In the most recent case of Kitzmiller v. Dover Area School District, (2005) a Pennsylvania school district simply required students to hear a statement about "intelligent design" before biology class. The court ruled that intelligent design is a form of creationism and that the school district's mandate violated the Establishment Clause. In doing so the court once again decreed a scientific issue in favor of an atheistic perspective.

What made this case particularly significant was not only the fact that the judge provided a detailed definition of intelligent design, decreeing that it is not science but a religious argument. It also decreed that any promotion of intelligent design in science classes is unconstitutional. Once again we have judges decreeing what is and is not science.

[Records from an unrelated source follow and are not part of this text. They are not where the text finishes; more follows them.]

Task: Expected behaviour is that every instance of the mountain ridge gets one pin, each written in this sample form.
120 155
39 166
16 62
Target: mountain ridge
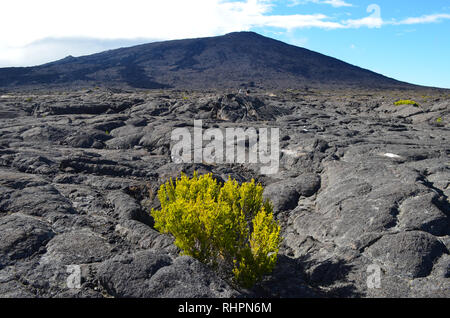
228 61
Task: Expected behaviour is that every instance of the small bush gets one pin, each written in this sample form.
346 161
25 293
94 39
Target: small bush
229 227
406 102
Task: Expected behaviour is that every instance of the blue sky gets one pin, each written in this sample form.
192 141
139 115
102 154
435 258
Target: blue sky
406 40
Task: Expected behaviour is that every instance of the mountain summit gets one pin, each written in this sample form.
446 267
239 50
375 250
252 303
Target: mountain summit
229 61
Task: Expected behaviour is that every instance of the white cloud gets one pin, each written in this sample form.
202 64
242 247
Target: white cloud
334 3
25 23
432 18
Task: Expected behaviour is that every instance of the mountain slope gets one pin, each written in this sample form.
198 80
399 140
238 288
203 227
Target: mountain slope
215 62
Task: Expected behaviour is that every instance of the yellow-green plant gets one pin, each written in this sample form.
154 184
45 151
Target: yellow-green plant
230 225
406 102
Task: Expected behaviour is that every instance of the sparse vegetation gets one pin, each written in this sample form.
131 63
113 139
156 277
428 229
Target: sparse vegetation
229 227
406 102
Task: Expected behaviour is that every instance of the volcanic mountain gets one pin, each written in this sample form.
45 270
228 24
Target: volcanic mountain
229 61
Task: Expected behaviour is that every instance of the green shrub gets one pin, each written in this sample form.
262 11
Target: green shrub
229 227
406 102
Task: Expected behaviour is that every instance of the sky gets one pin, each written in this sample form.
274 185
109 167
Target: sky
408 40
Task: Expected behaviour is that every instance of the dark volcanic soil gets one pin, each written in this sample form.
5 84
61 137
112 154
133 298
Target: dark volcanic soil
361 182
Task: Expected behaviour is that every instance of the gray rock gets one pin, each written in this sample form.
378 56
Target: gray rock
408 254
21 236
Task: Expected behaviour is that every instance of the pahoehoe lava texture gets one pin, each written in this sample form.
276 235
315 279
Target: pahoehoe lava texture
361 182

The definition of intelligent design is that it proposes that certain features of the universe and living things are best explained by an intelligent cause rather than by undirected processes like natural selection.  It argues that some biological systems exhibit "irreducible complexity," meaning they are so complex that they could not have evolved gradually from simpler precursors. Intelligent design proponents claim this complexity is evidence of design. This definition not only covers standard intelligent design in biology, but it covers any theory or evidence that would lead to the conclusion there anything in nature was the result of intelligent design rather than blind naturalistic processes. This is regardless of the evidence and how strongly it points in that direction. The judge literally decreed that any inclusion of an intelligent designer in nature is not science. With this definition and decision, he literally declared science to be a 100% atheistic endeavor. This is enhanced by the fact that the earlier case made it clear that public schools must teach the inherently atheistic evolutionary view of origins.

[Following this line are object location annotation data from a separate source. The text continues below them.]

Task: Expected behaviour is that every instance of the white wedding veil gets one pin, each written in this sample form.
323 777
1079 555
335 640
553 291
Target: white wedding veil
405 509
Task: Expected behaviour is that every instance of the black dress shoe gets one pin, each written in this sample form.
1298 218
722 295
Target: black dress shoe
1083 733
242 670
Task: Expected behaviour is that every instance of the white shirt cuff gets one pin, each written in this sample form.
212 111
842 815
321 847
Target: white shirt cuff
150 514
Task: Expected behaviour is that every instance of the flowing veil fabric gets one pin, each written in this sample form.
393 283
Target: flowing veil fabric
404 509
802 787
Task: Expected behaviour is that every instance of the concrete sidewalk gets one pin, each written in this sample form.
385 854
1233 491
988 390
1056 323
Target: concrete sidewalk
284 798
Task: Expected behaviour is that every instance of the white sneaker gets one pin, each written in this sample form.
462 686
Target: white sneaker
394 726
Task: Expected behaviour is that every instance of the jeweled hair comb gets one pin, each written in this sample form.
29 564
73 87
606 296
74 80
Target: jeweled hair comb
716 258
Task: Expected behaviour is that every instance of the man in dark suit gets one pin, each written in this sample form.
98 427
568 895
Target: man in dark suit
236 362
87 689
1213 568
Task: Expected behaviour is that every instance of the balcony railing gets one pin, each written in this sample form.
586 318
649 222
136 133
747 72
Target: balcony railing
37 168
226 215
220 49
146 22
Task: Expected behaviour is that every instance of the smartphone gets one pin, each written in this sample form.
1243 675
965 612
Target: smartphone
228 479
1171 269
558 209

Regardless of what you think of either creation science or intelligent design, the fact that we have judges deciding what is and is not science should disturb anybody who really likes science. If you think it is acceptable then you do so because you like the results and don't care about the implications for science as a whole. It is bad for science as a whole for questions about what constitutes science to be settled by judicial decree rather than open discussion within the broader scientific community.  By the way, the broader scientific community includes those on both sides of an issue not just one.

What the judges should have done was make it clear that they are not qualified to decide what is and is not science. As a result, their ruling should have allowed discussion to continue rather than shut it down by legal decree and keeping it out of public educational institutions. Furthermore, their rulings consistently supported an atheistic view of science by repeatedly decreeing against any conclusion of an intelligent designer regardless of the evidence. These judges have declared science to be a totally atheistic endeavor thereby declaring what is and is not considered science by legal decree and not open scientific discussion.